Of equal, if not greater, significance is that Senate Bill No. 257 would, if enacted, both (a) make the presumption of validity rebuttable for the atypically short period of four years, as opposed to the period of 21 years that customarily constitutes the statute of limitations for real property matters, and (b) apply to any defects in the making, execution, or acknowledgment of a recorded real property instrument, listing the three defects identified in the current version of ORC § 5301.07, together with a defect arising from the omission from an instrument’s granting clause of the name of the person with the interest in the real property (but who executed the instrument without limitation) merely as examples of the type of defect covered by revised ORC § 5301.07. This will arguably expand the potential causes of a curable defect to almost anything and is certain to provoke litigation as to the scope of the revised statute.

Bottom Line for Oil + Gas Companies

While a curative statute amended in accordance with Senate Bill No. 257 would affect all real property instruments to which it applies, its practical effect would be most dramatic as it relates to oil and gas leases and related instruments, including assignments and subleases. In Ohio, at least, mineral interests are typically excluded from title insurance coverage, and defects in instruments relating to such interests do not, therefore, enjoy potential “resolution” as a result of title insurance coverage.
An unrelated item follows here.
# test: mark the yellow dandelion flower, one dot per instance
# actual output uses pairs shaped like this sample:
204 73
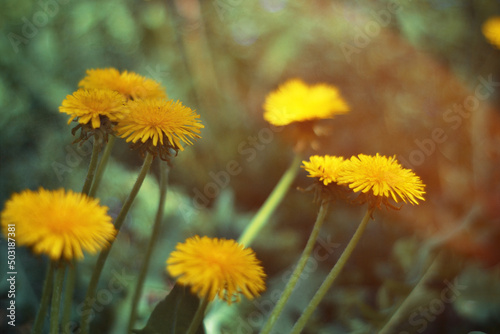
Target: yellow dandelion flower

One might nevertheless conclude that title insurance companies, as well as oil and gas companies and those who prepare the drilling opinions on which they continue to rely, including abstracters and law firms, will enthusiastically support Senate Bill No. 257. Opposition will most likely come from a handful of “purists” disinclined to create a statutory mechanism to disregard potentially significant defects in legal documents relating to real property interests that have gone unchallenged for the unusually short period of four years, as opposed to the longer period of 21 years typically applied in dealing with real property interests.